生前贈与は、贈与を行う目的をはっきりさせてから行いましょう。贈与は、年間110万円以下であれば贈与税がかかりませんので、10年、20年と続けていけば、相当な額を移動させることができます。ただ、多額の財産をお持ちの方は、110万円ずつの贈与では財産を移動させきるのは難しいので、多少の税金がかかることは覚悟してでも、思い切った贈与が必要になってくると思います。また、生前贈与をするのであれば、お子さんに贈与するよりも、お孫さんに贈与された方が、一回分相続を短縮させることになりますので、節税の効果が高いです。

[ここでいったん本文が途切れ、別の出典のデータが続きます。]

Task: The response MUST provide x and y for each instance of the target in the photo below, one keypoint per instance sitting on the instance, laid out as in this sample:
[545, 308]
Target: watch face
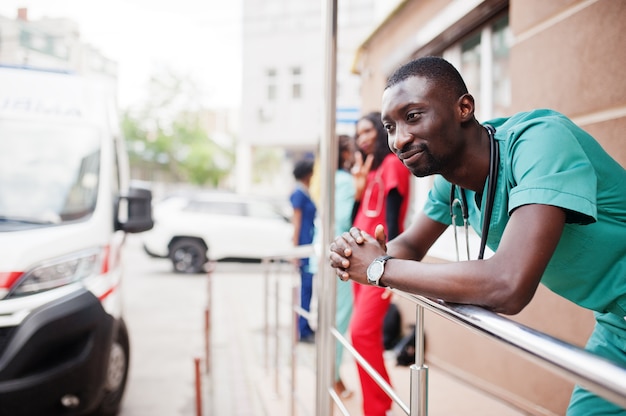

現預金を贈与する場合は、贈与があったことを税務署に対して立証できるようにしておくことが重要です。税務調査の際に、毎年の贈与を税務署に認めてもらうには、証拠が必要です。この証拠となる預金通帳などを全て贈与者が持っていたりすると、贈与の事実が認められない恐れがあります。そこで、具体的な対策として、毎年贈与するたびに贈与契約書を作っておきましょう。それを通帳などと一緒に保管してお毛羽いいのです。また、わざと110万円を超える贈与をして、毎年贈与税を支払っておくという方法も有効だと思います。たとえば、毎年120万円の贈与をして毎年1万円の贈与税を支払っていれば、税務署が120万円の毎年の贈与を認めていることになるので、後々の税務調査を恐れる必要はありません。

不動産を贈与するときは、将来価格が上昇しそうな財産や、収益性が高い財産を贈与するようにすれば、相続対策になります。特に、収益性が高い財産は、相続財産を減らし、相続人が収益を得ることで納税資金を確保することになりますので、効果的です。